I think I could make something that's rather unlike Warhammer, even if it .. grows in the same soil, so to speak. Well, and Warhammer gets around certain problems in a certain way, having goblins and squid to perform specific functions - where I'd go with capturing slaves from other races (something I'm sure Warhammer orcs also do, but I'm no expert). Do orcs trade in teef in Warhammer? They do, don't they?

I think I'd .. what? I want to say they're a prestige economy. But an uneven landscape: Each warlord securing a niche for himself - having the most land, or the most slaves, or the most warriors, or the greatest pile of gold - and I think the basic unit of currency might be a slave. But every warlord needs to be best at something, because no one fights for the second best.

Schismatic
2019-01-23, 08:32 AM
Come on, those Wikipedia articles you're citing literally use the definition of market behavior I've been using. "Most economists" are indeed speaking pretty loudly. Did you even read them?

Market behavior is about how people make decisions when capitalist exchanges are possible. Not how they consume allocated goods.

But they are literally not saying what you're saying. They're discussing human behaviour and trends of consumption and human mood as relative to their market engagement. There's nothing in there that says 'communists don't engage in market behaviour' ... they clearly do.

As I wrote before, the last time I read something with 'market behaviour' it was a psychological study on consumerist activity with 'aspirational brands'. And more or less it looks like these people are using that term to describe similar things.

zlefin
2019-01-23, 09:41 AM
Clearly better than yours. It's supply and demand: If there is neither, there is no market.

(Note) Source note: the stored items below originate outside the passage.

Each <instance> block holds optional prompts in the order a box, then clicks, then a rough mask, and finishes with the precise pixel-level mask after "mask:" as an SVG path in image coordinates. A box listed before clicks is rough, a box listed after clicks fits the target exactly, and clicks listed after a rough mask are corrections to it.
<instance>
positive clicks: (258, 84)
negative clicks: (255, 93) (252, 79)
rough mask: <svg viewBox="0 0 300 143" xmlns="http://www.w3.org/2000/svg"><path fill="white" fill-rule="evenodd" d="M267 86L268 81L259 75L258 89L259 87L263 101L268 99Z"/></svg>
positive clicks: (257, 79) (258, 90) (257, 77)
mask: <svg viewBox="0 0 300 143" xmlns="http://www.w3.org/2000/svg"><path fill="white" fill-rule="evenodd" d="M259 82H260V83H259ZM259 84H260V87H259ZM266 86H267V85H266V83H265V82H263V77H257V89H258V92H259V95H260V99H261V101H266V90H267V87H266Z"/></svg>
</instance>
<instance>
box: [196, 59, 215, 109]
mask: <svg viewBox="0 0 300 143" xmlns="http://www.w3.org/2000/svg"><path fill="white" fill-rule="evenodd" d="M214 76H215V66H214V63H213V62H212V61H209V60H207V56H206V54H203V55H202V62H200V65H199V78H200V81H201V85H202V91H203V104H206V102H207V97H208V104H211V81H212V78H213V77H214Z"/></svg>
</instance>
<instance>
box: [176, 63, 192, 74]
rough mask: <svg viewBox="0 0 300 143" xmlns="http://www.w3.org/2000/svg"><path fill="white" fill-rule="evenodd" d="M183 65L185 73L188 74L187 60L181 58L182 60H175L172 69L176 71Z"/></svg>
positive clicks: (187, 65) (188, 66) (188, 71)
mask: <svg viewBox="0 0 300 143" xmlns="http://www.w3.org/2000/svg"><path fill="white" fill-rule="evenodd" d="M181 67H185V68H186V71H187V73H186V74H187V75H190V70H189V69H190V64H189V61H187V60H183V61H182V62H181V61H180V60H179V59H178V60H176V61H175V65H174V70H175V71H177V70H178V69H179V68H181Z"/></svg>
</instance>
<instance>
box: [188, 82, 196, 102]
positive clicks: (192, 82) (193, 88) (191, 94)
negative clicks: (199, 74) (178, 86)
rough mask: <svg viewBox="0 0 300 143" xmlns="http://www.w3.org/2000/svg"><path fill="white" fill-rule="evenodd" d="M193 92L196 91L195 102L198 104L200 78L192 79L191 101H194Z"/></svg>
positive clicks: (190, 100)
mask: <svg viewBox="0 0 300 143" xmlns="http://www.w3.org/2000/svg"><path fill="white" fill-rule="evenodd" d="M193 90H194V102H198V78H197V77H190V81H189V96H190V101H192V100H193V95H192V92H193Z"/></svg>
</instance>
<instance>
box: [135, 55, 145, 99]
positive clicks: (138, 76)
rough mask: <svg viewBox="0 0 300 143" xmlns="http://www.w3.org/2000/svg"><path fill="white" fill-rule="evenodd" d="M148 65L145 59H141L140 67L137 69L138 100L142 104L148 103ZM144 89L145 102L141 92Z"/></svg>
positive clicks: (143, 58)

actually your understanding is far worse than mine; and you've no reasonable basis to claim yours is better. I recommend looking up the dunning-kruger effect if you wish to have a better understanding of why you don't get that.
Also, supply and demand isn't pertinent to the post of yours I responded to, it's jsut bringing up an irrelevant point to try to claim victory; you made other points there, which were simply wrong.
using a point that's true but irrelevant to the highly specific point under contention doesn't make you right.

Max_Killjoy
2019-01-23, 10:17 AM
@Kaptin Keen:

You understand that we understand the "market" to be mainly a social function, right?

I get what you are trying to create with your version of the elves, a people where each person is a more or less self-contained and fully independent unit of their own, not really in need of a functional society, because they don't depend on distributing/sharing the work load and specialization, what would lead to industrialization.

The point being that if one elf should find the bows or poems of another elf to be desirable and they are willing to barter for it, not just take it or get it as a gift, you have the social function of the "market".

That's a point we've been trying to make -- that once people are willing and able to trade things, even abstract things, there's a market.

The argument we're up against seems to have decided that these "ours are different" elves don't have a market, and then proceeded to reverse-define "market" such that the elves don't have one.

LibraryOgre
2019-01-23, 10:20 AM
The Mod Wonder: I think this one can take a break for a while.